Search code examples
xmlpowershellcsvparsingxml-parsing

Parsing .XML to .CSV Writing Nodes to Columns


I'm at my wits' end here. Try to parse a large xml file with blocks into a .csv file. Each child node found should have its own columns. Not exactly sure why I am unable to have the inner text be written to the .csv file.

Issue: The code does not appear to write any of the objects into the .csv. All I see are the headers but no data despite the fact the input file has over 100 blocks in it.

The Code

# Define the directory containing the XML files
$directory = "c:\batch1\test"

# Get all XML files in the directory
$xmlFiles = Get-ChildItem -Path $directory -Filter *.xml

foreach ($xmlFile in $xmlFiles) {
    # Load the XML content
    [xml]$xmlContent = Get-Content -Path $xmlFile.FullName

    # Extract all AuditRecord nodes
    $auditRecords = $xmlContent.SelectNodes("//AuditRecord")

    # Create a list to store the data
    $data = @()

    foreach ($record in $auditRecords) {
        # Create a hashtable to store the record data
        $recordData = @{}
        foreach ($node in $record.ChildNodes) {
            $recordData[$node.Name] = $node.InnerText
        }
        $data += [pscustomobject]$recordData
    }

    # Define the output CSV file name
    $csvFileName = [System.IO.Path]::ChangeExtension($xmlFile.FullName, "csv")

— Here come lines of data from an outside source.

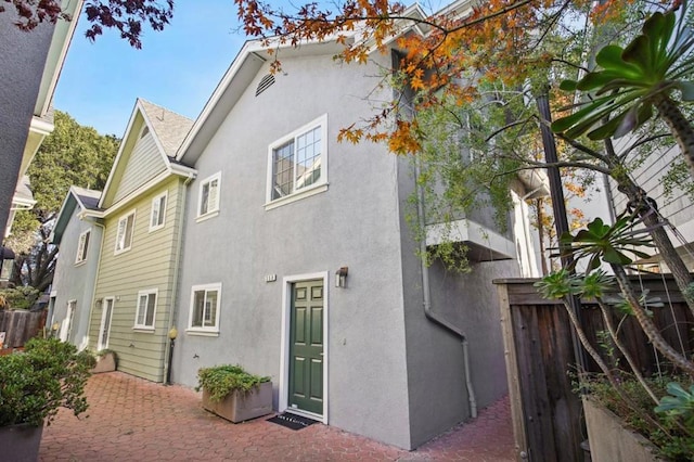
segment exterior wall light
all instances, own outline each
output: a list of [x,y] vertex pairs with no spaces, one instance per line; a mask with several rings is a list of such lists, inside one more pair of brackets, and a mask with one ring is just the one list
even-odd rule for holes
[[342,267],[340,269],[335,271],[335,287],[345,288],[347,286],[347,272],[348,272],[348,270],[349,269],[347,267]]

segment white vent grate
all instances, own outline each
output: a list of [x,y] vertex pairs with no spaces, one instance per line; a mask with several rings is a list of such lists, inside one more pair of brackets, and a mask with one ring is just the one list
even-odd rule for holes
[[256,88],[256,97],[270,88],[272,84],[274,84],[274,76],[272,74],[262,77],[258,84],[258,88]]

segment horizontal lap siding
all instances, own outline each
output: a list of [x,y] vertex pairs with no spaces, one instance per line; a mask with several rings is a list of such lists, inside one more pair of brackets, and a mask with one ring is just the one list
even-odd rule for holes
[[[168,191],[164,228],[150,232],[152,198]],[[155,382],[164,378],[164,357],[172,306],[176,243],[183,210],[183,185],[171,179],[153,189],[123,214],[108,217],[97,298],[117,297],[114,304],[108,348],[118,352],[118,370]],[[114,255],[118,219],[136,209],[130,251]],[[157,288],[154,332],[133,329],[138,292]],[[90,344],[97,345],[101,309],[92,316]]]
[[164,159],[152,133],[147,133],[138,140],[132,154],[130,154],[114,202],[117,203],[164,170],[166,170]]

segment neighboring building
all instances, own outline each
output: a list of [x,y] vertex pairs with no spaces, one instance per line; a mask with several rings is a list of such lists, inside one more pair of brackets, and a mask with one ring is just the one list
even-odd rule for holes
[[[625,137],[621,143],[617,143],[617,149],[624,149],[628,140]],[[658,213],[668,220],[669,226],[666,229],[672,245],[674,245],[686,267],[694,271],[694,245],[691,244],[694,242],[694,205],[692,197],[686,194],[684,188],[678,185],[673,185],[672,190],[666,193],[664,182],[664,177],[672,165],[682,159],[680,149],[676,144],[654,151],[645,162],[639,158],[639,153],[633,153],[627,157],[628,163],[639,166],[631,174],[633,180],[655,201]],[[692,181],[689,171],[685,172],[684,181],[690,183]],[[611,182],[611,195],[607,196],[607,200],[612,202],[614,213],[620,214],[627,208],[627,197],[617,191],[614,181]],[[646,253],[656,252],[647,248],[644,251]],[[640,264],[644,265],[646,269],[669,272],[669,269],[664,264],[660,264],[658,255],[641,260]]]
[[103,220],[89,214],[101,211],[100,197],[101,191],[72,187],[50,238],[60,246],[60,253],[46,325],[57,323],[60,338],[80,349],[89,343],[89,317],[103,234]]
[[162,382],[175,305],[184,183],[195,170],[171,156],[192,120],[138,100],[106,187],[89,346],[118,354],[118,369]]
[[0,240],[10,233],[14,210],[33,206],[18,180],[53,131],[53,91],[81,5],[82,0],[64,0],[72,22],[41,23],[30,31],[14,25],[11,3],[0,13]]

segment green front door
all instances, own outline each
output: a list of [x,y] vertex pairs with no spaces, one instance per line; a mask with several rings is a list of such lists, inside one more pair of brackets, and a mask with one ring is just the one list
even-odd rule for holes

    # Export the data to a CSV file
    $data | Export-Csv -Path $csvFileName -NoTypeInformation
}

Sample XML Block within the large .xml files

<AuditRecord AuditRecordID="ca7a433e-b45f-4ed1-8169-5fc70547b35e">
    <PIUser UserID="1" Name="theadmin"/>
    <PITime UTCSeconds="1708987340" LocalDate="2024-02-26T17:42:20-05:00"/>
    <PIConfigurationDB>
        <PIModules Action="Edit">
            <PIModule UniqueID="7c03e74e-ad46-4ada-8234-50c7cd2699f0, 31-Dec-69 16:00:01" Name="MDB-AFMigrationData">
                <PIModuleAttributes>
                    <PIModuleAttribute Name="ModifyDate">
                        <Value>
                            <Before Type="xs:dateTime">2024-02-26T17:42:05-05:00</Before>
                            <After Type="xs:dateTime">2024-02-26T17:42:20-05:00</After>
                        </Value>
                    </PIModuleAttribute>
                    <PIModuleAttribute Name="Revision">
                        <Value>
                            <Before Type="xs:long">222325</Before>
                            <After Type="xs:long">222326</After>
                        </Value>
                    </PIModuleAttribute>
                </PIModuleAttributes>
                <PIProperties>
                    <PIProperty Name="AFCST" Action="Edit" ParentUNC_Name="\\PIProperties">
                        <Value>
                            <Before Type="xs:double">1708987319.220131</Before>
                            <After Type="xs:double">1708987325.796927</After>
                        </Value>
                    </PIProperty>
                </PIProperties>
            </PIModule>
        </PIModules>
    </PIConfigurationDB>
</AuditRecord>

Desired output (Example)

userid   name     utcseconds  localdate                  action
-----    ----     ----------  ---------                  ------
1        theadmin 1722272177  2024-07-29T12:56:17-04:00  edit... .etc.. etc.. etc

Solution

  • For huge xml files you need to use XmlReader. Here is code that uses Xml Linq with XmlReader. Code only does one file. You need to add another for loop to loop through all the files.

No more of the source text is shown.